Les Grands Ballets Canadiens de Montréal
Founded in 1957 by Ludmilla Chiriaeff, Les Grands Ballets Canadiens de Montréal has played a major role in the evolution of dance in Canada. Recognized for its uncommon ability to blend classical tradition with contemporary dance through an original repertoire, the Company, under the artistic direction of Gradimir Pankov, has a well-established international reputation. Primarily anchored in a powerful classical tradition,
Les Grands Ballets Canadiens de Montréal has often performed masterpieces of the 19th century: Coppélia, Giselle and extracts of Swan Lake mark high points in the Company’s history. However, since the 70’s, the Company’s repertoire has been enriched by major 20th-century works, with a special emphasis on Balanchine, Nijinsky, Fokine, Limón and Jooss. Les Grands Ballets Canadiens de Montréal has called upon the talents of choreographers from both here and abroad. Fernand Nault – who is now choreographer emeritus – started collaborating with the Company in 1964, creating the famous Nutcracker, still a creative high point of Montréal’s Christmas season.
Furthermore, Carmina Burana and Tommy stand as the Company’s greatest public successes. Along with Fernand Nault, several other Canadian choreographers have worked with Les Grands Ballets Canadiens de Montréal; among the most notable of these choreographers is Brian Macdonald, artistic director of the Company from 1974 to 1978, who created important works like the folkloric ballet Tam Ti Delam and Double Quatuor. James Kudelka, choreographer in residence from 1984 to 1990, enriched Les Grands Ballets Canadiens de Montréal’s repertoire.
Since 1990, Les Grands Ballets Canadiens de Montréal has commissioned several original works from choreographers, many of whom were mere beginners at the time, notably Mark Godden, Ib Andersen and Kevin O’Day. Other, more noted choreographers, such as Édouard Lock, Jean Grand-Maître, Ginette Laurin, Mark Morris, Nacho Duato, Jirí Kylián, Ohad Naharin and others saw the company as an opportunity to adapt to a new creative climate, different from their usual work environment. The company has thus accorded a special welcome to both home-grown talent and choreographers of international repute. In January 2000, Les Grands Ballets Canadiens de Montréal welcomed a new artistic director, Gradimir Pankov.
Originally from Macedonia, he has devoted himself to dance for over 40 years.
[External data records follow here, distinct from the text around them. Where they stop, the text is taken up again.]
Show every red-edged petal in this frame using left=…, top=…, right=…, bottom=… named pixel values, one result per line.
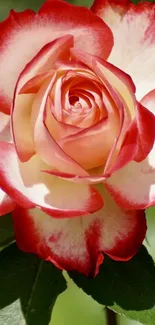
left=0, top=112, right=11, bottom=142
left=13, top=186, right=146, bottom=275
left=0, top=142, right=103, bottom=218
left=91, top=0, right=155, bottom=100
left=0, top=0, right=113, bottom=114
left=0, top=189, right=16, bottom=216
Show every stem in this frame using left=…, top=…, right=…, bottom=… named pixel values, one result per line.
left=105, top=307, right=117, bottom=325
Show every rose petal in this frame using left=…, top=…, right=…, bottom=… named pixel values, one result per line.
left=106, top=91, right=155, bottom=209
left=0, top=112, right=11, bottom=142
left=0, top=189, right=16, bottom=216
left=13, top=185, right=146, bottom=275
left=91, top=0, right=155, bottom=100
left=0, top=0, right=113, bottom=114
left=12, top=35, right=73, bottom=161
left=32, top=77, right=87, bottom=176
left=0, top=142, right=103, bottom=218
After a brilliant career as a dancer in ex-Yugoslavia and Germany, he went on to successively assume the role of artistic director at the Nederlands Dans Theater II (Netherlands), the National Ballet of Finland, the Cullberg Ballet (Sweden), and the Ballet du Grand Théâtre in Geneva. Gradimir Pankov has also been a guest professor at some of the world’s most prestigious ballet companies, notably the Ballet de l’Opéra national de Paris, the Nederlands Dans Theater, and the American Ballet Theater in New York.
His work as artistic director and teacher has given him the opportunity to develop close ties with many choreographers, including Jirí Kylián, Mats Ek, Ohad Naharin, and Christopher Bruce. Gradimir Pankov is turning Les Grands Ballets Canadiens de Montréal into one of the most exciting companies in the world of ballet. To do so, he is strengthening the troupe’s reputation for excellence and create a balance between classical and contemporary ballet—between respect for tradition and a willingness to innovate.